Para relatar las reflexiones, los devaneos y las dificultades de una subjetividad sumergida en medio del vértigo de cada día, la elección del subgénero del diario íntimo resulta muy acertada. Atravesadas por un tono directo y confesional, las entradas nos presentan el transcurrir de agosto, mes de transición del invierno a la primavera que funciona como metonimia de un tiempo universal, que abarca la vida de la narradora, pero también las de otras mujeres de su árbol genealógico: la abuela, la madre, ella misma, su hija. Aunque no llega a perfilarse como una novela fantástica –siempre somos capaces de encontrar interpretaciones racionales para los sucesos sobrenaturales–, la atmósfera de Más allá de agosto tiene mucho de fantasmático y misterioso; en un estilo que recuerda, en ciertos momentos, al de Sylvia Plath en La campana de cristal o al de Clarice Lispector en La pasión según G. H., lo interesante es que el terror más profundo se esconde en los detalles cotidianos, verdaderas amenazas a la estabilidad emocional de la narradora, a su capacidad de tolerar las coordenadas de su existencia.

Los olores de la comida, los juguetes de la hija, los palillos para colgar la ropa, los árboles de la plaza vacía, las tazas de café no funcionan como telón de fondo o como utilería posible de una historia: son, de algún modo, sus protagonistas.
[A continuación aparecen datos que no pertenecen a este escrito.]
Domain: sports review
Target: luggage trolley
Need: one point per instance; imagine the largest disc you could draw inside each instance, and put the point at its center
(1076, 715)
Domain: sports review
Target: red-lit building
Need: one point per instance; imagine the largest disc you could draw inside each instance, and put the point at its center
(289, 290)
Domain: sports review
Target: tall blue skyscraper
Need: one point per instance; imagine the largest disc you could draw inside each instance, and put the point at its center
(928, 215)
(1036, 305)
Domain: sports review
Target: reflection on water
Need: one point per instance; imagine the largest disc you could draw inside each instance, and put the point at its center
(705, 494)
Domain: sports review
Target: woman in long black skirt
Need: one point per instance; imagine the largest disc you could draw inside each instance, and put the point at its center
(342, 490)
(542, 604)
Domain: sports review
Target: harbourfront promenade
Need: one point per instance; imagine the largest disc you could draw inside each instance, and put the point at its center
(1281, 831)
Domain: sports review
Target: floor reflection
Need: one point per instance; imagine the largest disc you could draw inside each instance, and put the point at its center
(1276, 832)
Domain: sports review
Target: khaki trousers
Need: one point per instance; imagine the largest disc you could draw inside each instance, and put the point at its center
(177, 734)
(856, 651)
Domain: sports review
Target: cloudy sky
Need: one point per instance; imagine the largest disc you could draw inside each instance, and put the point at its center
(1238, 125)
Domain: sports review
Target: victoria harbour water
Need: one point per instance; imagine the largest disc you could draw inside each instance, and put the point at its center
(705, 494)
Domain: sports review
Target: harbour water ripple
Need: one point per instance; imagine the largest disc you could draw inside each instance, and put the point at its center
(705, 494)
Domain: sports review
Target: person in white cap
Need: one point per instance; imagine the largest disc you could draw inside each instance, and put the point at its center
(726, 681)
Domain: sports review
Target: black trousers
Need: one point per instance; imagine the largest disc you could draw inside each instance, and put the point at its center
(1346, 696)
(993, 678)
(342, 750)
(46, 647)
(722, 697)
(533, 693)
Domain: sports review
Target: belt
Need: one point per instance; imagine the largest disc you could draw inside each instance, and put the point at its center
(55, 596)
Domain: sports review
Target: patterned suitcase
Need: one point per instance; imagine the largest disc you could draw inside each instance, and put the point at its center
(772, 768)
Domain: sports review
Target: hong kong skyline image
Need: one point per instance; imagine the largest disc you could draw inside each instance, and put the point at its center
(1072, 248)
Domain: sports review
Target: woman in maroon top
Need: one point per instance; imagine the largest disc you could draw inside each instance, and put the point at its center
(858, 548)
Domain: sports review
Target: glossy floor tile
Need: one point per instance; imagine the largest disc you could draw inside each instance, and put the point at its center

Como si reflejara la realidad en un espejo deformante, capaz de transmutar la escena más pueril en un escenario monstruoso, en esta novela las cosas, por más que sean muy simples –dos personas en un asiento de ómnibus, la salida de la escuela, el dibujo de una niña–, nunca son lo que aparentan. Y por eso, para la narradora, el trabajo con el lenguaje se vuelve esencial, tan fundamental como respirar, porque en el ejercicio de la literatura radica su única esperanza de hacer aparecer –y, de ese modo, comprender– aquello que subyace, que la condiciona y ahoga.

Hay algo muy característico en Más allá de agosto, muy difícil de encontrar en otros textos, y es que su lectura supone una continua identificación de clase para lectores y lectoras de clase media baja, trabajadores jóvenes que crían a sus hijos sin una verdadera noción de futuro, sin más objetivo posible que el de terminar cada día y levantarse al siguiente. Rodríguez Becerra construye una voz que no solemos oír, esa voz de mujer que lidia cada día y cada noche con los problemas del funcionamiento urbano, que convive con las personas en situación de calle, que está cansada de cuidar y cuidar, que camina con su hija por veredas hostiles, heladas y rotas, y que, aun así, se alegra por la súbita aparición de un murito lo suficientemente amable como para que la niña haga equilibrio.

Y es que, más allá de agosto y de las dificultades de la vida, encontramos en estas páginas una genuina historia de amor: la de una madre con su hija. Relación que se abisma en medio de una comunidad particular y que hace que se mezclen el pasado y el presente, echando una luz ingenua pero persistente en aquellos rincones más oscuros. Tal vez lo que podríamos pedirle a la novela es que avanzara un paso más en la resolución de algunos conflictos y perdiera el carácter esencialmente tautológico de su estructura. Pero quizás, si fuera así, perdería su condición de espiral, uno que nos envuelve y nos hunde, sin complacencias, en nuestros propios miedos.

Rodríguez Becerra viene a sumarse a la nueva generación de escritoras jóvenes uruguayas –entre las que se encuentran Leonor Courtoisie, Rafaela Lahore y Rosario Lázaro Igoa– que están publicando sus trabajos en Criatura Editora y que enriquecen, de manera continua, el mercado editorial. Bienvenida su voz enmarcada en las otras, su voz que es la de muchas, su voz nuestra.